If you’re going to accessorize at the club/rec league level, here are a few guidelines to alleviate some of that internal conflict.  

  1. If you’re going to dress like the pros, own it: If you’re playing a sport like tennis and choose to use the same brand/colours as a particular tennis star, Nadal for instance, and your friends poke fun and say "hey I didn’t know I was playing with Rafa," the appropriate response is not to get mad, it is to calmly state “Rafa wishes he looked as good as I do.”  You gotta be able to joke about your fashion sense on the court if you’re purposefully trying to look like a specific pro.  Also, colour matching your accessories is awesome, don’t let anyone tell you any different. If you’re really worried about seeming like you’re trying to copy a pro, stick with basic colours like black, white or grey.
  2. Accessory specifics #1 - Bandanas and headbands: Wearing a bandana or headband doesn’t mean you’re trying to look like a pro, it’s actually a useful accessory that keeps sweat out of your eyes better than hats do.
  3. Accessory specifics #2 – Wristbands: Useful for any sport where you’re going to sweat a lot.  It’s quite simply an easy way to wipe the sweat from your brow and keeps your hands from getting slippery from sweat.  
  4. Accessory specifics #4 – Arm sleeves: Studies have indeed proven that compression sleeves do have useful medical benefits like increasing blood flow and helping with recovery time. HOWEVER, if you do chose to wear them to your friendly pick-up game with your buddies, ridicule is acceptable and you’re just going to have to take it. If you're over 35, wear all the sleeves you like, joints get sore with age, it's medical at that point.  If you're under the age of 30 and find that it really helps your play and reduces soreness, be prepared with explanations that you’ve seen a noticeable difference if you get it from your friends.   
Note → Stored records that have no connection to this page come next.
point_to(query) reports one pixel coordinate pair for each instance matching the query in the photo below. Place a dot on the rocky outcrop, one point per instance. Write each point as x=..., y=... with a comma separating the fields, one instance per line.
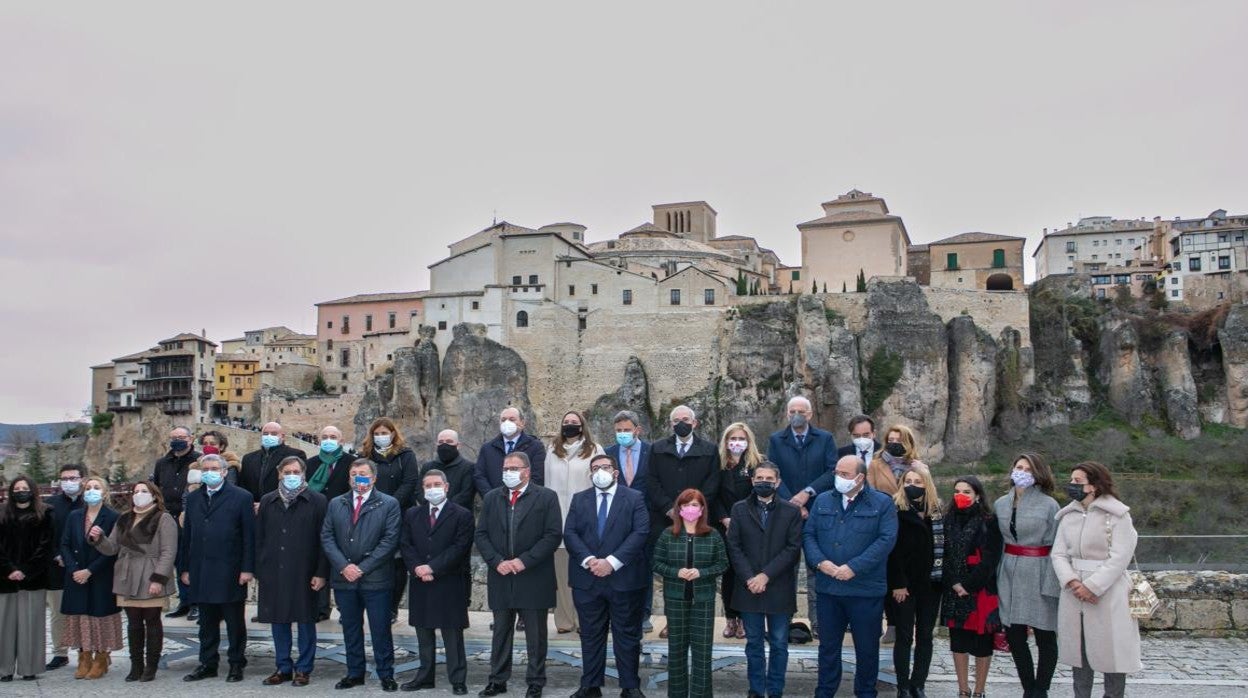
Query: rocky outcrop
x=972, y=391
x=901, y=327
x=1173, y=368
x=1233, y=337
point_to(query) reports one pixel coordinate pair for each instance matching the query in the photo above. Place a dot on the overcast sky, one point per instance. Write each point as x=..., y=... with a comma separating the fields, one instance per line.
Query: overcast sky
x=171, y=167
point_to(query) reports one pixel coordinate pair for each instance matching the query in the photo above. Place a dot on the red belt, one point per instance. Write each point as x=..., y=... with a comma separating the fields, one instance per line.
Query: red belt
x=1028, y=551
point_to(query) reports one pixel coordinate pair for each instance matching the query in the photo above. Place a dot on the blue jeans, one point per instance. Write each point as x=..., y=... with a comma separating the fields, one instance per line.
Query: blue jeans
x=352, y=606
x=862, y=616
x=282, y=642
x=766, y=676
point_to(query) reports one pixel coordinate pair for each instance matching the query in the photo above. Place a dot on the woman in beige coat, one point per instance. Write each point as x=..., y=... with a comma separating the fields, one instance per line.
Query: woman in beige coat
x=1093, y=548
x=145, y=541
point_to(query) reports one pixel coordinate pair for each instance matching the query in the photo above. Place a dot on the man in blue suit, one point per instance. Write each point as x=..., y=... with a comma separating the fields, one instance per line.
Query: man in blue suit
x=605, y=535
x=632, y=458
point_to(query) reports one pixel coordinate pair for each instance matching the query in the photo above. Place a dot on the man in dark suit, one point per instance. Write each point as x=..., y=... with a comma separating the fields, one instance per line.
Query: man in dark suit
x=763, y=545
x=517, y=535
x=258, y=473
x=436, y=543
x=605, y=535
x=488, y=473
x=862, y=442
x=632, y=457
x=219, y=548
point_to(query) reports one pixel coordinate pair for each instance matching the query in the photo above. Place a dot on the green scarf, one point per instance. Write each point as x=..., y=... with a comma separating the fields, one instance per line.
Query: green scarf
x=322, y=473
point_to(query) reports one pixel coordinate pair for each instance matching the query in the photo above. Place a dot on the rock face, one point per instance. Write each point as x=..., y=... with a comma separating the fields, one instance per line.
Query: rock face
x=1234, y=361
x=900, y=324
x=1178, y=395
x=972, y=391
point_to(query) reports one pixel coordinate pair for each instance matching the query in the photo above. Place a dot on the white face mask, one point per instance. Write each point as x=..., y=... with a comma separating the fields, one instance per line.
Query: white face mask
x=845, y=486
x=603, y=480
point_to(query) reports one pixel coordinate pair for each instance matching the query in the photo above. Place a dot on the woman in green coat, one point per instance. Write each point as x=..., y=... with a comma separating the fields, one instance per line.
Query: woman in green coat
x=690, y=558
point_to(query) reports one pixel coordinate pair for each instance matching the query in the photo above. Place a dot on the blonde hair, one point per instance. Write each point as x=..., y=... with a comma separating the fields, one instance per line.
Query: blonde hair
x=750, y=457
x=931, y=497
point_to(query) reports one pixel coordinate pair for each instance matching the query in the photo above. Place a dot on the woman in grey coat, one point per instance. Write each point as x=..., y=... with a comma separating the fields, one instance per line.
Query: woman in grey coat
x=145, y=541
x=1026, y=583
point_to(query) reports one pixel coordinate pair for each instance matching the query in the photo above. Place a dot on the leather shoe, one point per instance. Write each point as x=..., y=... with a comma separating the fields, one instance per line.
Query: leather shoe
x=201, y=673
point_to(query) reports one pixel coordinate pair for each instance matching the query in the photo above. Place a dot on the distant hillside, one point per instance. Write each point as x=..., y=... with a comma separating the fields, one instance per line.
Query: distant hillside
x=46, y=432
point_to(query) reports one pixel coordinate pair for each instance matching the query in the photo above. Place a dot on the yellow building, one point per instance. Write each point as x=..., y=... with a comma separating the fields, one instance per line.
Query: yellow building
x=236, y=386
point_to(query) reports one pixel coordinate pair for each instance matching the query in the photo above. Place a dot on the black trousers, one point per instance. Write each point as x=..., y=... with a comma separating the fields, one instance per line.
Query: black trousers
x=210, y=633
x=915, y=621
x=1046, y=641
x=457, y=662
x=534, y=641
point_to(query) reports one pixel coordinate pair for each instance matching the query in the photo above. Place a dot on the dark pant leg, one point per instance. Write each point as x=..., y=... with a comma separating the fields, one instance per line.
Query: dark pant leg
x=625, y=626
x=536, y=643
x=377, y=604
x=865, y=614
x=210, y=634
x=236, y=632
x=501, y=646
x=593, y=609
x=1046, y=642
x=351, y=614
x=427, y=643
x=1021, y=653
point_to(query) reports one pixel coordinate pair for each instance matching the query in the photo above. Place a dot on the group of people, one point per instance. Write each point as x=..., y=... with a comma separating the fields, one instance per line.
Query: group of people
x=577, y=530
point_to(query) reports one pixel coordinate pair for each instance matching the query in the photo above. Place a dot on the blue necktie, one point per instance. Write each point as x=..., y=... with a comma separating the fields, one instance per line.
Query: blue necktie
x=602, y=517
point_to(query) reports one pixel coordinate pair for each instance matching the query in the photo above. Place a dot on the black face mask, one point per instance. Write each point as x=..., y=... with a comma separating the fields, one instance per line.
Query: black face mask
x=447, y=452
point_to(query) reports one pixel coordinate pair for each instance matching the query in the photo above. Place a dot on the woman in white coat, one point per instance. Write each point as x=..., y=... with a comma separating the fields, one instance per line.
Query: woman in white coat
x=1093, y=547
x=567, y=472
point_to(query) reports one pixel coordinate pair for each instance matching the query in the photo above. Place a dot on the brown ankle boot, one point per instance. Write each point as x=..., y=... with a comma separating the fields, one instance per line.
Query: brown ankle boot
x=85, y=659
x=100, y=666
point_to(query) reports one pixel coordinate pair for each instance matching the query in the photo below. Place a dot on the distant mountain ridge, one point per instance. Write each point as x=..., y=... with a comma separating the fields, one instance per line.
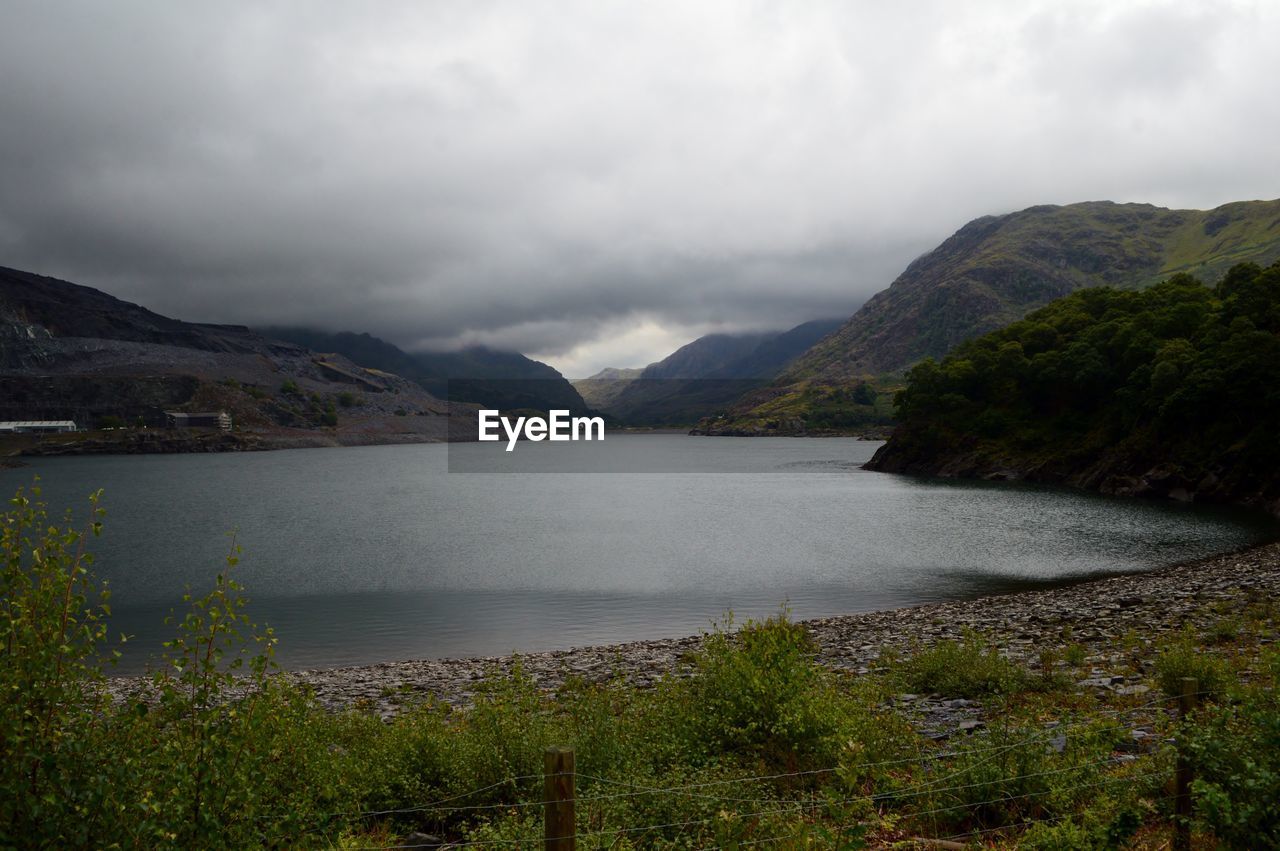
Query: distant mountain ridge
x=995, y=270
x=476, y=374
x=74, y=352
x=700, y=376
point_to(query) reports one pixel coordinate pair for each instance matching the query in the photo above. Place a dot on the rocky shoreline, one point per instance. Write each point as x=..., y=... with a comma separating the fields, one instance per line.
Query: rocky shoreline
x=1111, y=618
x=1111, y=622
  5. Accessory scenario 1 – rec league softball: If you step to the plate with two extra long wristbands on each wrist, an arm sleeve, eye black, sunglasses, baseball socks and tight baseball pants, it doesn’t matter if you’re the best player out there, it can be seen as a bit excessive, your name is not Bryce Harper. If you feel it makes you a better player then by all means go for it. The placebo effect is a real thing and we fully endorse the look better play better philosophy, just know that you may get it from your teammates and that’s OK. Embrace your accessories. 
  6. Accessory scenario 2 – basketball: Lots of sweating going on here, wristband and headband are completely acceptable, arm sleeve optional as stated above. 
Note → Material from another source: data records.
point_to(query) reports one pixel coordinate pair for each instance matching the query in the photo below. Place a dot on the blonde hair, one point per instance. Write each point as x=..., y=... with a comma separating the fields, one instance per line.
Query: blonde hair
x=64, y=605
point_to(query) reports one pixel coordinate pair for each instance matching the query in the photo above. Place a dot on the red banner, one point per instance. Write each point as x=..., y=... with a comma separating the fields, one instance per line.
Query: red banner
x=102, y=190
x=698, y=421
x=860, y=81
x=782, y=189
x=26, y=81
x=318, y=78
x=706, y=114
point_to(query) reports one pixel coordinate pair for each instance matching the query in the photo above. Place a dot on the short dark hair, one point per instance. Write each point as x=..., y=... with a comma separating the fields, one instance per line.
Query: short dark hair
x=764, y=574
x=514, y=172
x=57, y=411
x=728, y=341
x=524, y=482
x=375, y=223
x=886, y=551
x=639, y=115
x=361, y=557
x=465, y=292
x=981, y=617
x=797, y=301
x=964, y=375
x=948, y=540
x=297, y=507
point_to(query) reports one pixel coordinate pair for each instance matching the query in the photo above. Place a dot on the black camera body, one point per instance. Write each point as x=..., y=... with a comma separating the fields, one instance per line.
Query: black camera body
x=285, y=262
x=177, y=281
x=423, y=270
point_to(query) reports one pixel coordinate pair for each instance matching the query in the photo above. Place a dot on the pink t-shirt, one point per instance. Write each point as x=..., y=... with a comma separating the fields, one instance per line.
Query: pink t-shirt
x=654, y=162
  7. Accessory scenario 3 – the gym: You have access to a towel the entire time, no need to go overboard here, one wristband one headband MAX.
  8. Matching outfit to accessories: There aren’t any real rules here this is a comfort level situation. **Warning, shameless product plug ahead…. If you’re looking to go head to toe matching, a good way not to overdo it is by choosing not to go head to toe with one brand.  If you’re a Nike or Under Armor fanatic, wear the branded shoes, socks, shorts, wrist and headband and break it up with an unbranded basic performance Tee-shirt (we have a great suggestions on where you can find one). To be honest, one of our motivations for making an unbranded tee-shirt was this exact scenario.  

For some reason we believe that as a kid it’s acceptable to want to dress like the pros (it’s actually considered cute, see photo below for proof), but after a certain age we’re not supposed to want to dress like them anymore. 


    We must however let go of our insecurities; go out and buy your accessories because for the most part they have a functional purpose. As we age we sweat to a greater degree and are more easily susceptible to injury, so why not do something about it? Forget what your teammates or opponents might think, it's not about being good enough to dress a certain way, it's about being smart enough to wear what helps you when you're playing.